It is no accident that Under
the Net was published only one year after Murdoch's acclaimed study
of Sartre, which concluded with her complaint that Sartre's 'inability
to write a great novel is a tragic symptom of situation which afflicts
us all.î Sartre's deficiency was one which Murdoch herself sought to remedy.
Under the Net features
a Sartrean protagonist and narrator, Jake Donaghue, who appropriately signals
his creator's indebtedness to the French writer by intiating his first-person
narrative with a description of his return to England from France, bearing
cases heavy with French books. Jake is literally carrying the Sartrean
baggage of existentialist philosophy which will inform his thought, his
acts, and his choices - or his perceived lack of them - throughout the
book.
Although one must be wary
of scrutinizing literary works for biographical fragments of their authors,
it seems safe to assume that Jake, like the protagonist of The Red and
the Green - Andrew Chase-White - represents aspects of Iris Murdoch's own
character and experiences. Murdoch was enamoured with Sartrean philosophy
despite her implicitly criticizing his concern with essences rather than
materiality in Under the Net, Jake Donoghue, like Murdoch and Sartre,
is a writer but one suffering from prolonged writer's block, preferring
to earn his money more easily by translating the works of a popular but
second-rate French writer, Jean Pierre Breteuil.

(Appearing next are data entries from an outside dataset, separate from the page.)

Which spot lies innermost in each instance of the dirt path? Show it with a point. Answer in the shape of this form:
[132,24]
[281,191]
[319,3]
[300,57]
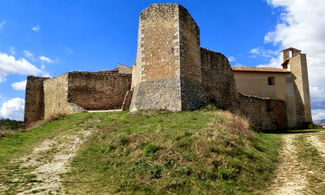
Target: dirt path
[291,175]
[318,144]
[40,171]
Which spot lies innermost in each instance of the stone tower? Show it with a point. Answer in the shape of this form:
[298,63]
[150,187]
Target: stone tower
[167,72]
[299,109]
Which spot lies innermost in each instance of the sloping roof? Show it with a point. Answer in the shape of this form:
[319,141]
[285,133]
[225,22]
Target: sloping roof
[259,69]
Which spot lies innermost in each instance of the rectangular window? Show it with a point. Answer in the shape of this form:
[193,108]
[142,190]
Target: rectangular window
[271,80]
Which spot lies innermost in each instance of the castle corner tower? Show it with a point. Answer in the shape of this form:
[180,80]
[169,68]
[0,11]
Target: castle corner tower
[167,72]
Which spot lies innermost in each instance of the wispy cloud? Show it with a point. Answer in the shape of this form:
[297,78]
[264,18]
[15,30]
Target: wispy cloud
[20,86]
[231,59]
[2,24]
[12,50]
[68,51]
[10,65]
[264,52]
[28,54]
[13,109]
[46,59]
[36,28]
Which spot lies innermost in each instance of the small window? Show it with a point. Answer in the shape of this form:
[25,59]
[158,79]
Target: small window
[271,80]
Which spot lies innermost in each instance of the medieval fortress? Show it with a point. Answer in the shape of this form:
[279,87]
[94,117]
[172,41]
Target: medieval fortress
[172,72]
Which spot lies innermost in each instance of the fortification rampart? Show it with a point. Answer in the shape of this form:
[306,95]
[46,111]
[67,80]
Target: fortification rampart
[34,101]
[93,91]
[172,72]
[156,82]
[218,79]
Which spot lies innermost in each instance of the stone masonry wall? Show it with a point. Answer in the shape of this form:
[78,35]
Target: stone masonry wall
[218,79]
[190,62]
[156,82]
[94,91]
[34,100]
[263,114]
[56,97]
[298,67]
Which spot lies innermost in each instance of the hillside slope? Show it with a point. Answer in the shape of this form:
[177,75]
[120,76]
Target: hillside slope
[186,152]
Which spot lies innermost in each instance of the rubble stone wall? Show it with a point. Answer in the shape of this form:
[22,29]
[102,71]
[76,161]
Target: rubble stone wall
[34,100]
[93,91]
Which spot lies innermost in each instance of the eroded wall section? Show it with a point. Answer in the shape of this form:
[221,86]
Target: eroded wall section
[34,100]
[56,97]
[190,62]
[98,91]
[218,79]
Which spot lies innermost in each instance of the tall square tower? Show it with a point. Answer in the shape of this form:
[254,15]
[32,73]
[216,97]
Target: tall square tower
[167,73]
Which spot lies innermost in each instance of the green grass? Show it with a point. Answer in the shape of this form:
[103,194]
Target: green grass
[7,124]
[186,152]
[18,143]
[311,158]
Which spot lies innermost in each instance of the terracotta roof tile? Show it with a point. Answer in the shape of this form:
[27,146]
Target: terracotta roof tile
[259,69]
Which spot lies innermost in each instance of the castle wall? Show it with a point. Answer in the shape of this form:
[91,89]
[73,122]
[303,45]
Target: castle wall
[217,79]
[190,62]
[56,97]
[34,100]
[156,82]
[94,91]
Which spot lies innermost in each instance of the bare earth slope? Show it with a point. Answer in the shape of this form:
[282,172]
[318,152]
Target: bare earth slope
[302,165]
[44,165]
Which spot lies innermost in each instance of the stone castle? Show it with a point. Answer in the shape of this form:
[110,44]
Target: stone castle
[173,72]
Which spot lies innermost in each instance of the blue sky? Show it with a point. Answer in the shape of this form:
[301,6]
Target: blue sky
[48,38]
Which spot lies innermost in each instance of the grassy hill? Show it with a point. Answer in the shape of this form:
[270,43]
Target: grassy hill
[205,151]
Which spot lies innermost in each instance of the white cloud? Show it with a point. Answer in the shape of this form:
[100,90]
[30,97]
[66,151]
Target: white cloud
[46,59]
[11,65]
[231,59]
[20,86]
[2,24]
[264,52]
[12,50]
[36,28]
[13,109]
[28,54]
[302,25]
[68,51]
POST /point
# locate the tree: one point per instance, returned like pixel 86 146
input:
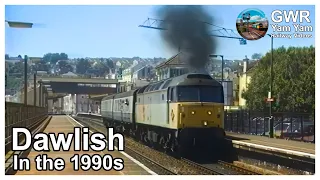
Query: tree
pixel 53 58
pixel 256 56
pixel 293 82
pixel 64 67
pixel 82 66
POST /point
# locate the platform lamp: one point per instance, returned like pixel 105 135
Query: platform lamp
pixel 271 121
pixel 16 24
pixel 222 63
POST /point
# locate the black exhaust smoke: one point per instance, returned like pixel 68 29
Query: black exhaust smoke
pixel 187 32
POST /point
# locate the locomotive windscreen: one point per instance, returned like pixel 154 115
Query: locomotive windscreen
pixel 200 94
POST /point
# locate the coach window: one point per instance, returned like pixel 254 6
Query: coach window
pixel 173 94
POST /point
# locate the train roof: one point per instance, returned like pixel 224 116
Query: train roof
pixel 185 79
pixel 120 95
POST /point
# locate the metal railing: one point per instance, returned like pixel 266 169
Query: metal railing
pixel 287 125
pixel 20 115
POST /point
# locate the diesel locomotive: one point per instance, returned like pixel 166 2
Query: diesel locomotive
pixel 175 114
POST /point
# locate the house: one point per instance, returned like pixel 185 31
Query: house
pixel 174 66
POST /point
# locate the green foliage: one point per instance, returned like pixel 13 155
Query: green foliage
pixel 256 56
pixel 82 66
pixel 54 57
pixel 293 80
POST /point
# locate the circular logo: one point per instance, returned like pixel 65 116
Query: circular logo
pixel 252 24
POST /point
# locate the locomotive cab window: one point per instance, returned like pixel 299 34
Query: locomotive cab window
pixel 200 94
pixel 172 94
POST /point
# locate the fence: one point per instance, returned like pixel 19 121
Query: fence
pixel 20 115
pixel 287 125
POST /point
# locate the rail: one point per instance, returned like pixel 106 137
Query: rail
pixel 287 125
pixel 20 115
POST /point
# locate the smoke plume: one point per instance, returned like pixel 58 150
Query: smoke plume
pixel 187 32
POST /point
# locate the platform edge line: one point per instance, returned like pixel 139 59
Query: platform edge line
pixel 125 154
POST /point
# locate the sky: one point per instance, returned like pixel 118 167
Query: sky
pixel 112 31
pixel 255 14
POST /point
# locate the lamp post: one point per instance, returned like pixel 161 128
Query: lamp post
pixel 222 63
pixel 16 24
pixel 270 93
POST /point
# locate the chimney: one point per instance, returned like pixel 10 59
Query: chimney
pixel 245 64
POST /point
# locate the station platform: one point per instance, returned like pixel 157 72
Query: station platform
pixel 65 124
pixel 280 145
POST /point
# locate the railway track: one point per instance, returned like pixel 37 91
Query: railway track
pixel 203 169
pixel 161 170
pixel 172 166
pixel 237 168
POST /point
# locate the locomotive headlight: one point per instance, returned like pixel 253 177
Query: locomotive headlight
pixel 205 123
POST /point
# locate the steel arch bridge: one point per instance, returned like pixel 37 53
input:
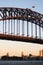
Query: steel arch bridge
pixel 21 25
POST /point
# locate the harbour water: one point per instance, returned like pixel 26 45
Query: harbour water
pixel 21 62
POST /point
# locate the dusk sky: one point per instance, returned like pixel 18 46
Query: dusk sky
pixel 15 47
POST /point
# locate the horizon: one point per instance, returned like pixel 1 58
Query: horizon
pixel 16 47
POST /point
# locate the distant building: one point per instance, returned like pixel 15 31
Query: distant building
pixel 41 52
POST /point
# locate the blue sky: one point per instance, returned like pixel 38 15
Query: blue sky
pixel 23 4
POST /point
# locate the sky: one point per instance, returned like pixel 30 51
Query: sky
pixel 15 47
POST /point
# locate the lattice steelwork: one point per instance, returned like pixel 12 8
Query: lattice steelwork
pixel 22 24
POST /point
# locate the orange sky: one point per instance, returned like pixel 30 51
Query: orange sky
pixel 15 48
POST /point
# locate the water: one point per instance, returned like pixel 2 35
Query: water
pixel 21 62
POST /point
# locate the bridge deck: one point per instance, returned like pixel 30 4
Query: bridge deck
pixel 21 38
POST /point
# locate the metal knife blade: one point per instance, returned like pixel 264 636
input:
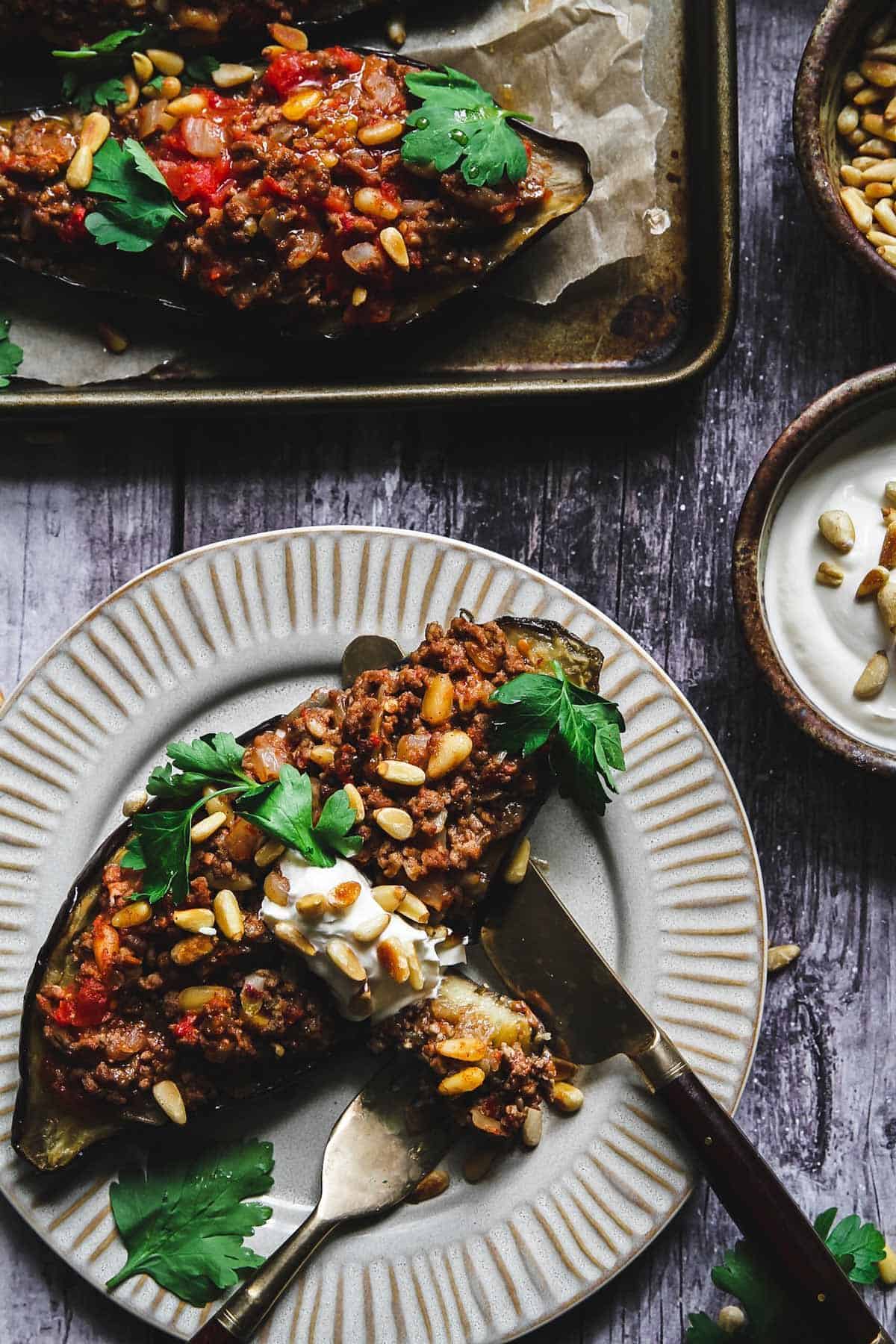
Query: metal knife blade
pixel 539 949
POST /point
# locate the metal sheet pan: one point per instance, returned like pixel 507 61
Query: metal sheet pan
pixel 655 322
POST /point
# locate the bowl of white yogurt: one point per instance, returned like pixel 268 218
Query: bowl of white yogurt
pixel 810 640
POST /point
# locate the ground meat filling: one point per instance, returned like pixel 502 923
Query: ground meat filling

As for The Red and the Green,
like Murdoch, Andrew is Anglo-Irish, and entertains ambivalent feelings
about Ireland. Like Murdoch, he is the sole child of beloved and loving
parents. Like Murdoch, he was removed from Ireland at an early age, to
spend his childhood in England, visiting Ireland only on holidays. The
mixed emotions these vacations in Ireland arouse in Andrew are vividly
conveyed in The Red and the Green, making one suspect they were shared
by Murdoch herself: it was a place 'intensely familiar and yet disturbingly
alien. It was like a place revisited continually in dreams, both portentous
and fleeting, vivid to the point of necessity, but not entirely real,î
(p. 10). Ireland is a menacing place, inspiring fear and defensiveness
about his Protestantism in Andrew and, possibly, in Murdoch, too.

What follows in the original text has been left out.